In essentially every phase of the sport, the Big Four are in a world of their own, far away from every other player on Earth, and that includes Stan Wawrinka. There was never a Big Five and there likely will never be one in this golden age of men’s tennis.
While he may not be near the Big Four in any way, Wawrinka is certainly the closest to knocking on the door, for he has set many interesting and accomplished records in tennis history. He is the only player to have won multiple Grand Slam titles in Slams that featured all members of the Big Four. Although the number 1 ranking continues to elude Wawrinka, he may possibly go down as the greatest player to have never reached the apex of men’s tennis. The only man to have not only amassed more Grand Slam titles but also to have never been ranked world number 1 is Argentine player Guillermo Vilas (left), who won 4 Grand Slam titles and only reached a career-high ranking of 2, despite significant controversy. By the end of his career, Vilas had made 8 Grand Slam finals, facing similarly high qualities of opposition with the likes of Bjorn Borg, Jimmy Connors, and Mats Wilander. Intriguingly, Wawrinka can be thought of as the modern version of Guillermo Vilas in men’s tennis. Neither Vilas nor Wawrinka have won a Wimbledon title. Both have excelled on clay, possess a one-handed backhand, and a baseline-dominant play style. The following charts below show that both have enjoyed relatively similar success in Grand Slam tournaments. Unlike Wawrinka’s late blossoming, Vilas’ came during his mid-to-late twenties:
Wawrinka is the first player in the Open Era since Jan Kodeš (right) to have won 3 Grand Slam singles titles without ever being ranked higher than world number 3. Kodes never won a U.S. Open, let alone even played in an Australian Open. Furthermore, Kodes never beat an incumbent world number 1 in any of his 3 Grand Slam championships. Here is a rankings trendline of the three players by age:
A potential Wimbledon title in the future for Wawrinka would not just make him the first of these 3 players to complete the Career Grand Slam, but also make him only the 9th man in history to do so.

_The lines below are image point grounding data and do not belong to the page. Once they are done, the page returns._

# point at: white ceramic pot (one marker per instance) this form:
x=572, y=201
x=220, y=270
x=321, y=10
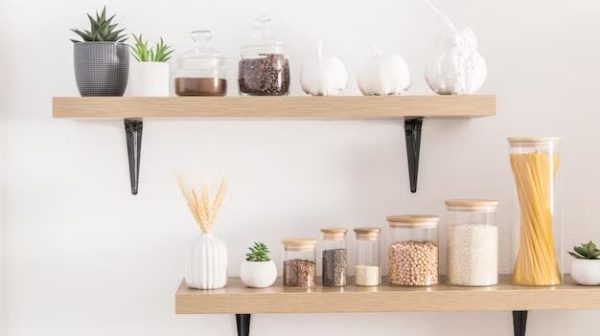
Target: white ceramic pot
x=149, y=79
x=586, y=271
x=258, y=274
x=207, y=263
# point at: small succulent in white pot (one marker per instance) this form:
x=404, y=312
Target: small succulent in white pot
x=150, y=74
x=258, y=271
x=585, y=269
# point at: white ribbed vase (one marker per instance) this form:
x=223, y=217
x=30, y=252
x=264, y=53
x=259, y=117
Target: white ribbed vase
x=207, y=264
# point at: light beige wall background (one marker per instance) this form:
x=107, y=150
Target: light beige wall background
x=84, y=257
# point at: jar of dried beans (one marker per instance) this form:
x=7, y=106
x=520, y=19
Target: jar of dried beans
x=413, y=250
x=299, y=265
x=264, y=69
x=367, y=257
x=335, y=256
x=472, y=242
x=201, y=70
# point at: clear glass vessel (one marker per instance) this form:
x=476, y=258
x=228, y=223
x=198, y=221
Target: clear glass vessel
x=472, y=242
x=335, y=257
x=264, y=68
x=413, y=250
x=299, y=265
x=201, y=71
x=535, y=164
x=367, y=269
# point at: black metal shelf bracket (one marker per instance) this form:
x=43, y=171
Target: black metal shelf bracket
x=520, y=322
x=412, y=132
x=242, y=322
x=133, y=134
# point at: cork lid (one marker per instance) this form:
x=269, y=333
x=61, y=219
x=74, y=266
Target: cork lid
x=334, y=233
x=299, y=244
x=413, y=221
x=367, y=233
x=472, y=204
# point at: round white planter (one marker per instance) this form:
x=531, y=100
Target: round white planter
x=149, y=79
x=586, y=272
x=258, y=274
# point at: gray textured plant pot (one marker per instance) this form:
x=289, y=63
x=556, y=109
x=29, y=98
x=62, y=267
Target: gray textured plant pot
x=101, y=68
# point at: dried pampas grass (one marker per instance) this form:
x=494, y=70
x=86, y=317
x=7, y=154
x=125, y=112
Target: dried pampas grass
x=199, y=203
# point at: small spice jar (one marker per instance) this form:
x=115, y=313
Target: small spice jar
x=413, y=250
x=367, y=257
x=335, y=256
x=201, y=70
x=472, y=242
x=299, y=265
x=264, y=69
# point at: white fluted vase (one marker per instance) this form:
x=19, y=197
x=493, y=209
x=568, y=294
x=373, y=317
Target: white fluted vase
x=207, y=264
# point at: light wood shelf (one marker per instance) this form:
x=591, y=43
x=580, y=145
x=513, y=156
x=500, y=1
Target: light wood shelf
x=300, y=107
x=237, y=299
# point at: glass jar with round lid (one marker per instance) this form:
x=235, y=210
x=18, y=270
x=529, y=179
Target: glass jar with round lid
x=264, y=69
x=201, y=70
x=535, y=164
x=335, y=256
x=367, y=269
x=472, y=242
x=413, y=250
x=299, y=265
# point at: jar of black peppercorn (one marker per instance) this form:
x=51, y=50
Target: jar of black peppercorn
x=264, y=68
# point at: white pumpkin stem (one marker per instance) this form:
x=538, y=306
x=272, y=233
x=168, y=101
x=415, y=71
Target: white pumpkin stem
x=444, y=17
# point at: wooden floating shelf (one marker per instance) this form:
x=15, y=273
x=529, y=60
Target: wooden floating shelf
x=301, y=107
x=237, y=299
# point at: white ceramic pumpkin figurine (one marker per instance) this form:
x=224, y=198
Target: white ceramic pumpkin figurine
x=323, y=75
x=458, y=68
x=258, y=270
x=384, y=75
x=206, y=266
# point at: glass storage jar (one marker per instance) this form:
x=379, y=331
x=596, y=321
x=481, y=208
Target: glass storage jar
x=201, y=70
x=299, y=265
x=413, y=250
x=367, y=269
x=472, y=242
x=264, y=69
x=335, y=256
x=535, y=164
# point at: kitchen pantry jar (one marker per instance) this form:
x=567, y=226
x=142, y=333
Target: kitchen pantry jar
x=535, y=164
x=335, y=256
x=413, y=250
x=472, y=242
x=264, y=69
x=299, y=265
x=367, y=269
x=201, y=70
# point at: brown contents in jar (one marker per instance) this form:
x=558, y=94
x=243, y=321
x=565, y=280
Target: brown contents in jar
x=413, y=263
x=268, y=75
x=188, y=86
x=299, y=273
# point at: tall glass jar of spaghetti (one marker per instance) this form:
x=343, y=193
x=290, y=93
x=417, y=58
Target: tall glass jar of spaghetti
x=537, y=252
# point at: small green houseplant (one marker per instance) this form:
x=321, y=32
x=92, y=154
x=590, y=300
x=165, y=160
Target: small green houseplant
x=101, y=57
x=585, y=268
x=258, y=270
x=150, y=74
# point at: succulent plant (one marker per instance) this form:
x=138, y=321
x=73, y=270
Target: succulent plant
x=161, y=52
x=101, y=30
x=258, y=252
x=585, y=251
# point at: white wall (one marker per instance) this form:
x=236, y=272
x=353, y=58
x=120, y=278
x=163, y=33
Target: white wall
x=84, y=257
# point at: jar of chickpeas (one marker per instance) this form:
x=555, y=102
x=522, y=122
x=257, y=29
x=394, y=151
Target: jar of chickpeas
x=413, y=250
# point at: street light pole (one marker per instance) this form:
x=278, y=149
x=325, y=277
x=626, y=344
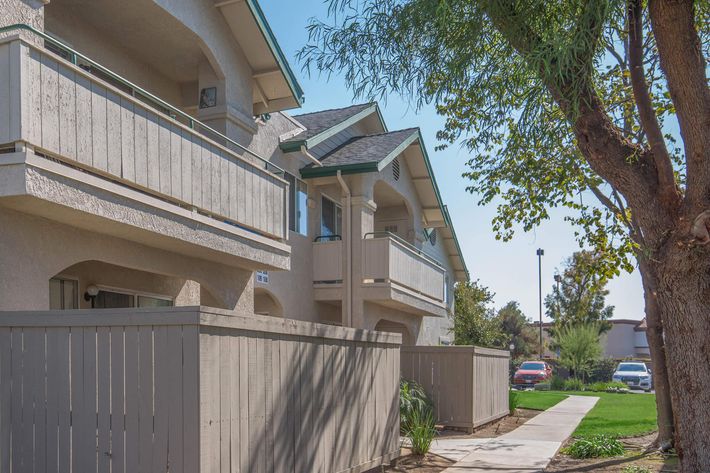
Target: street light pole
x=540, y=253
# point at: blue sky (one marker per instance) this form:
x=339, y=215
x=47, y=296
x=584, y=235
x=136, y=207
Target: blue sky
x=508, y=269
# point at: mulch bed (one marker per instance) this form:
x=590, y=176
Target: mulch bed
x=431, y=463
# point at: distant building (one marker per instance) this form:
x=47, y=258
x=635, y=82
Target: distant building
x=626, y=339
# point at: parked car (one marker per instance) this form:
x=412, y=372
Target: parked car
x=634, y=374
x=530, y=373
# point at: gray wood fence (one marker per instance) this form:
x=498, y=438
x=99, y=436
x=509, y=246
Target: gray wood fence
x=468, y=385
x=193, y=390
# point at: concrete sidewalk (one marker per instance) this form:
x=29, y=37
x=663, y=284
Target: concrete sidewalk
x=527, y=449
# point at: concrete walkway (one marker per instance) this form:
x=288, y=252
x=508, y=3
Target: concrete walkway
x=527, y=449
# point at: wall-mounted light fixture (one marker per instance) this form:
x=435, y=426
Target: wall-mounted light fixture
x=90, y=295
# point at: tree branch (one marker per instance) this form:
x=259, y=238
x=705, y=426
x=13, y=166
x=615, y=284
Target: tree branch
x=647, y=115
x=683, y=64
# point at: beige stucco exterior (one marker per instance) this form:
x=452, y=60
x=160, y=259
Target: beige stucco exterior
x=99, y=185
x=316, y=287
x=109, y=178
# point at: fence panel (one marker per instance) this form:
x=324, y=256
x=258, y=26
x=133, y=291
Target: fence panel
x=468, y=385
x=193, y=390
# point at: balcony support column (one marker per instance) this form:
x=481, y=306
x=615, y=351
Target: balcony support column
x=363, y=221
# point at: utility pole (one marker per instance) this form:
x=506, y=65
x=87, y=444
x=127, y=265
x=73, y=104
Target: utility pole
x=540, y=253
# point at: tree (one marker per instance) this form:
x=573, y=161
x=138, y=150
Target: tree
x=579, y=348
x=516, y=330
x=474, y=321
x=562, y=101
x=580, y=296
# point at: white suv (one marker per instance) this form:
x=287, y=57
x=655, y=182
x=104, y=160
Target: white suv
x=634, y=374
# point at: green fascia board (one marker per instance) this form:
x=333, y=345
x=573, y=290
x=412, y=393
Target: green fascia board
x=359, y=168
x=276, y=50
x=450, y=224
x=295, y=145
x=444, y=208
x=398, y=150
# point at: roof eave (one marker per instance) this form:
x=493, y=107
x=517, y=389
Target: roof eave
x=279, y=56
x=291, y=146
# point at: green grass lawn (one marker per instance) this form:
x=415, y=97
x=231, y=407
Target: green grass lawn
x=620, y=415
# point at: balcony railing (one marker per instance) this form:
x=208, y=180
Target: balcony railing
x=72, y=109
x=389, y=258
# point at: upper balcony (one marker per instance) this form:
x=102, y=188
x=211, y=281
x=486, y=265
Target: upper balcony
x=84, y=146
x=395, y=273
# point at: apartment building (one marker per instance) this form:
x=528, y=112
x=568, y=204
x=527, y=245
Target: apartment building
x=128, y=176
x=372, y=243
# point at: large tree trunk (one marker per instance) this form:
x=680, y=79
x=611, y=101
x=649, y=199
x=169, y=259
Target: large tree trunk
x=654, y=335
x=684, y=300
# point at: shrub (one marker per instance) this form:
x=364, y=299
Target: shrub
x=513, y=401
x=557, y=383
x=573, y=384
x=412, y=398
x=420, y=430
x=602, y=370
x=594, y=447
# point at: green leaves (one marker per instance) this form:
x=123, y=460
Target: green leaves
x=507, y=77
x=580, y=297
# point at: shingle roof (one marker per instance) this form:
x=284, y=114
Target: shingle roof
x=366, y=149
x=318, y=122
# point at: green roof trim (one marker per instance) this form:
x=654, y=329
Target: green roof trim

There is no doubt that Wawrinka is a fantastic tennis player and a champion in his own right. To compare him to the Big Four would be a disservice to him, as the seemingly unfair control that the Big Four have had over tennis make his very significant accomplishments seem far less significant. He does not belong with the Big Four, but the fact that he has accomplished as much as he has in such an era says a lot about his ability to make the most of the hand that he has been dealt. Looking ahead, Stan Wawrinka’s days on the ATP tour might be numbered, but his inconsistency and unpredictability may just result in even more unprecedented success in an already decorated career.